During the span of a summer, anything can happen. Former lovers return, husbands lose all rationale, and family can suffocate a person more than the sweltering humidity of a late Florida afternoon.
Set in Miami Beach, One Hot Summer follows the life of Margarita Maria Santos Silva, a woman bent on making her own decisions in a family that seems to have the future, as well as the rules, neatly laid out for her. After the birth of her son, Margarita is at the end of taking a year off from the stressful legal career that she worked so hard to earn. Margarita suddenly faces the daunting task of deciding whether she should go back to work or stay home and dutifully raise her two-year old son- the latter being the choice both her overachieving husband, Ariel, and old-fashioned family desperately want her to make.
But when her old law school boyfriend, the ultrasuave and handsome Luther Simmonds, shows up out of nowhere, all hell breaks loose. Along with her newly awakened passion, Margarita again understands the empowering warmth of having Luther listen to her needs and desires. She now has twice as many critical decisions to make and only one hot summer in which to make them.

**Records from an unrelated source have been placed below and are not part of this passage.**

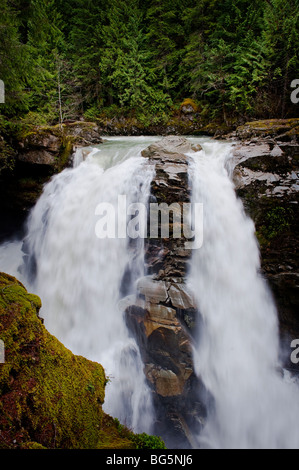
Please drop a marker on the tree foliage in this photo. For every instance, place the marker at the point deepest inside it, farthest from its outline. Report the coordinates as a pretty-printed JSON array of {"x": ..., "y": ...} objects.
[{"x": 61, "y": 59}]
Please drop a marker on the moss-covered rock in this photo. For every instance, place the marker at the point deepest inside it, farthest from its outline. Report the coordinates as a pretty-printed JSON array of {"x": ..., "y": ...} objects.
[
  {"x": 50, "y": 398},
  {"x": 286, "y": 129}
]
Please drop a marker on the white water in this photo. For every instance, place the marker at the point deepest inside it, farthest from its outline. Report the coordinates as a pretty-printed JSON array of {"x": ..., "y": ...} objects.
[
  {"x": 236, "y": 355},
  {"x": 78, "y": 278}
]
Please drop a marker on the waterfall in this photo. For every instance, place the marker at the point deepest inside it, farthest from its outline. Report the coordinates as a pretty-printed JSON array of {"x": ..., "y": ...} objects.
[
  {"x": 253, "y": 403},
  {"x": 82, "y": 278},
  {"x": 79, "y": 276}
]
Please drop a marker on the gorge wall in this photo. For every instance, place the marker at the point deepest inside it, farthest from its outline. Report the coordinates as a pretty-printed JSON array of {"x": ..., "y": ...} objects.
[
  {"x": 266, "y": 177},
  {"x": 162, "y": 314}
]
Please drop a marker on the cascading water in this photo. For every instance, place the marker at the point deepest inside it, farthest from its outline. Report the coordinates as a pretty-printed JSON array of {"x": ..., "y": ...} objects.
[
  {"x": 237, "y": 350},
  {"x": 81, "y": 278}
]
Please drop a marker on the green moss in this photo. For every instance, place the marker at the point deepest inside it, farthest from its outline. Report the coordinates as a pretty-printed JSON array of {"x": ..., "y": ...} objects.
[
  {"x": 50, "y": 398},
  {"x": 189, "y": 102}
]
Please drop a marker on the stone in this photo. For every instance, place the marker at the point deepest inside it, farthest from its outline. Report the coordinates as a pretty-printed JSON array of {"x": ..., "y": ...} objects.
[
  {"x": 179, "y": 297},
  {"x": 153, "y": 291},
  {"x": 162, "y": 315}
]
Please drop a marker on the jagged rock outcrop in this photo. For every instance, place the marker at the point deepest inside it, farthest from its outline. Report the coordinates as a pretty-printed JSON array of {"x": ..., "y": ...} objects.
[
  {"x": 52, "y": 147},
  {"x": 162, "y": 313},
  {"x": 38, "y": 155},
  {"x": 266, "y": 176},
  {"x": 50, "y": 398}
]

In laugh-out-loud scenes that make Garcia-Aguilera a master of the comedic narrative, we watch Margarita as she transforms her loss of identity into the shape of her new, powerful self. Watching Margarita deal with her challenges is achingly funny. What’s even more savory, and ultimately life-affirming, is how Margarita manages to navigate through career, family, and cultural conflicts while understanding that she can indeed live life on her own terms, and that compromise is the golden road that most people quite often ignore.